Comey grills Trump in hearing at Senate

Comey grills Trump in hearing at Senate

WASHINGTON
Comey grills Trump in hearing at Senate Former FBI Director James Comey yesterday accused the Trump administration of defaming him and telling lies about the agency, but declined to offer his opinion on whether President Trump sought to obstruct justice by asking him to drop an investigation into the former national security advisor.

Comey told U.S. lawmakers at a hearing before a Senate panel he was confused by “the shifting explanations” given for his firing on May 9. “Although the law required no reason at all to fire the FBI director, the administration then chose to defame me and more importantly the FBI by saying that the organization was in disarray, that the workforce had lost confidence in its leader,” Comey said. “Those were lies, plain and simple, and I am so sorry that the FBI workforce had to hear them and that the American people were told that.”

Trump triggered a political firestorm on May 9 when he dismissed Comey, who was heading an FBI probe into allegations of Russian meddling into the 2016 U.S. presidential election.

In written testimony released a day before the hearing, Comey said Trump had asked him to drop an FBI investigation of former national security adviser Michael Flynn as part of the probe. Comey said Trump told him at a meeting in the White House in February, “I hope you can see your way clear to letting this go, to letting Flynn go.”

“I don’t think it’s for me to say whether the conversation I had with the president was an effort to obstruct. I took it as a very disturbing thing, very concerning,” Comey said. “But that’s a conclusion I’m sure the special counsel will work towards to try and understand what the intention was there and whether that’s an offense.”
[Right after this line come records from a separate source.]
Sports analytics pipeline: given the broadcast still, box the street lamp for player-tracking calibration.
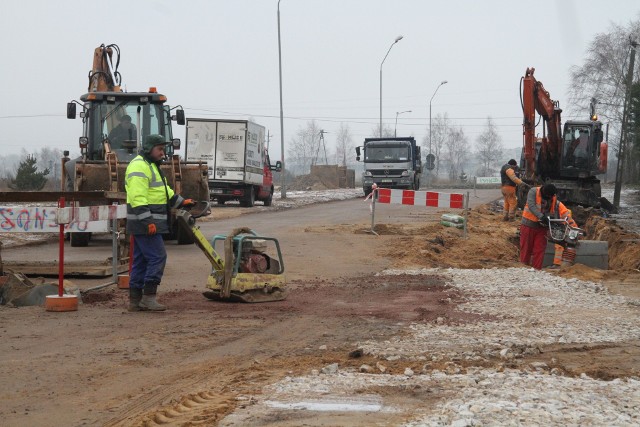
[278,0,287,199]
[393,110,411,138]
[429,80,448,154]
[380,36,402,138]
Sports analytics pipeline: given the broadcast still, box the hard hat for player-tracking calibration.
[541,184,558,199]
[142,134,167,154]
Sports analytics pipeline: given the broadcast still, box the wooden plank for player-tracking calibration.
[3,261,129,277]
[0,191,127,203]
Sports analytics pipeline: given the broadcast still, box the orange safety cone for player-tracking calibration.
[44,294,78,311]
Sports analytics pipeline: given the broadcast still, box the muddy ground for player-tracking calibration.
[0,191,640,426]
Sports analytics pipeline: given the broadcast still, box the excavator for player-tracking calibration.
[518,68,611,208]
[62,44,209,247]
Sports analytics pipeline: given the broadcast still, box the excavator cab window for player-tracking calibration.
[562,126,595,169]
[86,98,172,161]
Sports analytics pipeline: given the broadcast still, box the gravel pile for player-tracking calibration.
[236,268,640,427]
[361,268,640,359]
[256,369,640,427]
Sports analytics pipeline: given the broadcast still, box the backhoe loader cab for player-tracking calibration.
[67,88,184,162]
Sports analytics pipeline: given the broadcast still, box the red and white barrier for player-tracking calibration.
[364,184,469,239]
[56,205,127,224]
[377,188,464,209]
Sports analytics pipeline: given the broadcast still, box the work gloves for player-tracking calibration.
[520,181,531,191]
[180,199,196,208]
[147,224,156,236]
[539,215,549,227]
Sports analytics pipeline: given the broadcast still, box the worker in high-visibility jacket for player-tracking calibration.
[125,135,195,311]
[500,159,531,221]
[520,184,569,270]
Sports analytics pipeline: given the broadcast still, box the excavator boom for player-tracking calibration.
[519,68,607,206]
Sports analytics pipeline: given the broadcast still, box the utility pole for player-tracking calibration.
[613,40,638,209]
[311,129,329,166]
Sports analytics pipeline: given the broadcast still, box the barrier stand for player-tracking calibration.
[44,197,78,311]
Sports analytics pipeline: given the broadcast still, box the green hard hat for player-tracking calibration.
[142,134,167,154]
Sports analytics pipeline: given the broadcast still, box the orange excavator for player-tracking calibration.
[518,68,610,207]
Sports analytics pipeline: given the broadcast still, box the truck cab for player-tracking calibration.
[356,137,422,195]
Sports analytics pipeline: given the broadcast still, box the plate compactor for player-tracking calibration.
[176,202,287,303]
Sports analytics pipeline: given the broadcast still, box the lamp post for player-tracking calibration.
[429,80,448,154]
[393,110,411,138]
[379,36,402,138]
[278,0,287,199]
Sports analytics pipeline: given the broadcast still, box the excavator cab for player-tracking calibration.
[67,88,184,162]
[560,121,603,178]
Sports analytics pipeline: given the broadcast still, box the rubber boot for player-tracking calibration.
[128,288,144,311]
[139,284,167,311]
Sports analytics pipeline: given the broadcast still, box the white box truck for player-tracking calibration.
[185,119,282,207]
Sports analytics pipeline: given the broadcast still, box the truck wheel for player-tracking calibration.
[69,233,91,248]
[264,188,273,206]
[241,185,256,208]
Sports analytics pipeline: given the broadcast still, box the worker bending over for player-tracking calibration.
[500,159,529,221]
[520,184,569,270]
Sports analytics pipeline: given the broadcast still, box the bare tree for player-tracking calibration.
[336,123,355,166]
[441,127,469,181]
[476,117,504,176]
[422,113,452,175]
[287,120,320,174]
[566,14,640,182]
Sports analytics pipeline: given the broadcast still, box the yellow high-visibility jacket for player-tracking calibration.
[124,155,184,234]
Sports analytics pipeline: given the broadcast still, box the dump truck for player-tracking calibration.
[62,44,209,246]
[185,118,282,207]
[356,137,422,195]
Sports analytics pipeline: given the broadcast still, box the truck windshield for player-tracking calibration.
[364,145,409,163]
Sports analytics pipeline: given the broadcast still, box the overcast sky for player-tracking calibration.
[0,0,640,160]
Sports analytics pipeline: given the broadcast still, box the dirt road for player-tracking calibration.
[0,190,640,426]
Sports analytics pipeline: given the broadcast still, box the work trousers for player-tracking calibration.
[502,185,518,217]
[520,224,547,270]
[129,234,167,289]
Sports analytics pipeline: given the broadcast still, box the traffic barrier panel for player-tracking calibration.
[365,184,469,239]
[378,188,464,209]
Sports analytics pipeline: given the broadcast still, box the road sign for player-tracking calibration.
[425,153,436,170]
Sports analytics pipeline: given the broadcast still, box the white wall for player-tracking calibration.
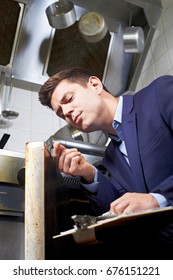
[0,0,173,152]
[136,0,173,90]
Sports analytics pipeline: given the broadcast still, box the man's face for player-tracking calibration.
[51,77,104,132]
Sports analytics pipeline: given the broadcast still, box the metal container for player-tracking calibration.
[123,26,144,53]
[78,12,108,43]
[46,1,76,29]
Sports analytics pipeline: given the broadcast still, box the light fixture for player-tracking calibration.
[46,0,76,29]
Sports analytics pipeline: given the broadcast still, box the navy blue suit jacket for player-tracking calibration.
[95,75,173,211]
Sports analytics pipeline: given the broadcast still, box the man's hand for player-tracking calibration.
[53,142,95,183]
[110,193,159,215]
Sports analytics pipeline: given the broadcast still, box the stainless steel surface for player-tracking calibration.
[2,74,19,120]
[123,26,145,53]
[46,0,76,29]
[0,0,162,95]
[53,140,106,157]
[0,149,25,184]
[78,12,108,43]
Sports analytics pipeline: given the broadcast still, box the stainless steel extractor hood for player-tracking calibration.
[0,0,162,95]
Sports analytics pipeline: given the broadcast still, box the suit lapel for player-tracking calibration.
[122,96,146,192]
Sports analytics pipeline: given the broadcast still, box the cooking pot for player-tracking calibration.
[123,26,144,53]
[78,12,108,43]
[46,0,76,29]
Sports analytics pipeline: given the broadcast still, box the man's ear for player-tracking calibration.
[88,76,103,94]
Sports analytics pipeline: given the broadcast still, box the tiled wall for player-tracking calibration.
[0,0,173,152]
[137,0,173,89]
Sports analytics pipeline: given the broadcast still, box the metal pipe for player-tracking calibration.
[53,139,106,157]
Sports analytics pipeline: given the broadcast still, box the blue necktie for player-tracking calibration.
[113,121,123,143]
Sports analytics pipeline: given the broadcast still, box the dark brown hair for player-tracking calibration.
[39,67,96,109]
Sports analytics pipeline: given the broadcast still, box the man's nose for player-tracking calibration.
[62,104,73,117]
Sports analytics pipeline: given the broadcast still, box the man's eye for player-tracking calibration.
[67,96,73,102]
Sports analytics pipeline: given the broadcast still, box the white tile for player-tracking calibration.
[11,108,31,131]
[162,0,173,10]
[152,18,163,42]
[141,65,155,87]
[135,76,143,92]
[165,24,173,49]
[151,34,167,61]
[31,112,53,134]
[32,92,53,114]
[31,132,50,142]
[161,4,173,30]
[142,49,153,71]
[4,129,30,152]
[168,46,173,68]
[11,88,32,110]
[154,53,171,77]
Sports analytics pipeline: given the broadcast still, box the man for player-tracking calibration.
[39,68,173,258]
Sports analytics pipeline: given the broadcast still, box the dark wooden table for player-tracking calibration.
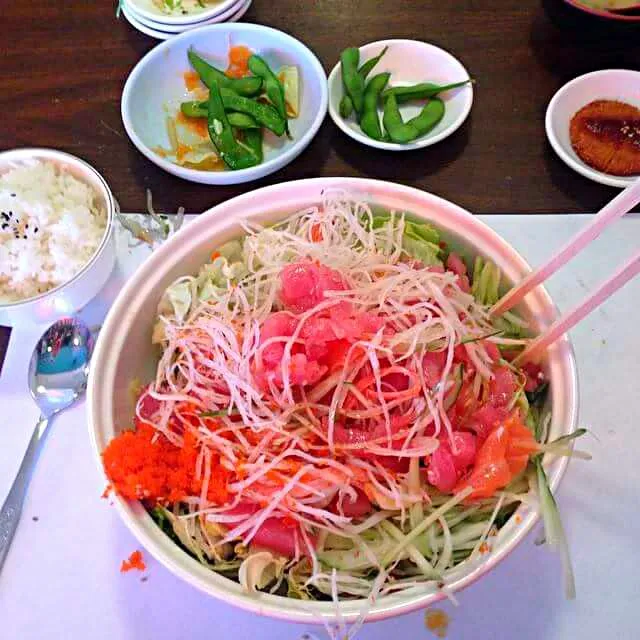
[0,0,640,219]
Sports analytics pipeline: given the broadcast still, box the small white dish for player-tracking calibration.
[122,0,246,33]
[121,0,253,40]
[121,23,327,185]
[545,69,640,189]
[329,40,473,151]
[128,0,238,28]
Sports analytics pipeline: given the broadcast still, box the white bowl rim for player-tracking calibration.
[327,38,474,151]
[120,22,329,185]
[124,0,241,27]
[0,147,116,311]
[87,178,578,624]
[122,0,253,35]
[544,69,640,189]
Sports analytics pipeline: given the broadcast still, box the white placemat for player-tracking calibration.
[0,215,640,640]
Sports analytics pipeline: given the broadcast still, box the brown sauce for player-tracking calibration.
[569,100,640,176]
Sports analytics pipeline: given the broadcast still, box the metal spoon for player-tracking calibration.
[0,318,93,569]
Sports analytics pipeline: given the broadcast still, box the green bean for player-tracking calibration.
[248,53,289,135]
[338,93,353,120]
[340,47,364,118]
[382,93,444,144]
[187,49,262,97]
[207,81,259,171]
[360,73,391,140]
[382,78,472,104]
[227,111,260,129]
[220,89,287,136]
[407,98,444,136]
[382,93,420,144]
[244,129,264,163]
[358,47,389,80]
[180,89,285,136]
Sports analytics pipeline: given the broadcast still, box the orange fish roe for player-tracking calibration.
[120,551,147,573]
[424,609,449,638]
[102,422,231,504]
[226,45,252,78]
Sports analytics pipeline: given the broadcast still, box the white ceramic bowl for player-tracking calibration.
[87,178,578,623]
[0,148,116,327]
[329,40,473,151]
[126,0,238,26]
[545,69,640,189]
[122,0,252,40]
[121,23,327,185]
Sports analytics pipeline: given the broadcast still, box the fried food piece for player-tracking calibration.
[569,100,640,176]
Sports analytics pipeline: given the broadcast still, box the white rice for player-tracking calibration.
[0,160,107,303]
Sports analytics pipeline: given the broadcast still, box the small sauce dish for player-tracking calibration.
[545,69,640,189]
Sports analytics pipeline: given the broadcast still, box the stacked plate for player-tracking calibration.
[120,0,252,40]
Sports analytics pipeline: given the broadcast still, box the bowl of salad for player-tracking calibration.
[88,178,578,624]
[121,23,328,185]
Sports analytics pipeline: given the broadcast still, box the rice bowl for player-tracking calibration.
[89,179,576,622]
[0,149,115,324]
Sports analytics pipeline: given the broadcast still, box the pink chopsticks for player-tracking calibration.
[491,179,640,361]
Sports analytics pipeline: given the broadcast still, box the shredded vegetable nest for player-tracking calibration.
[103,192,577,601]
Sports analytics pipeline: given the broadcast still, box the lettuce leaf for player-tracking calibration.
[371,213,442,266]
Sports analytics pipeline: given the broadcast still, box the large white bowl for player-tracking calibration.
[329,40,473,151]
[545,69,640,189]
[0,148,116,327]
[121,23,327,185]
[87,178,578,623]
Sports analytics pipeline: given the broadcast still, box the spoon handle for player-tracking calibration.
[0,416,49,570]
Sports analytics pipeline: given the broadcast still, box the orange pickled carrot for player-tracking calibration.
[182,71,202,91]
[226,45,252,78]
[176,142,191,162]
[176,111,209,140]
The Republican president said Comey had lost the faith of his workforce, but later suggested that his dismissal was related to the Russia investigation.

“When I was appointed FBI director in 2013, I understood that I served at the pleasure of the president,” Comey told the Senate Intelligence Committee. 

“On May the ninth, when I learned that I was fired, for that reason, I immediately came home as a private citizen. But then the explanations, the shifting explanations confused me and increasingly concerned me,” Comey said.

The hearing could have significant repercussions for Trump’s presidency.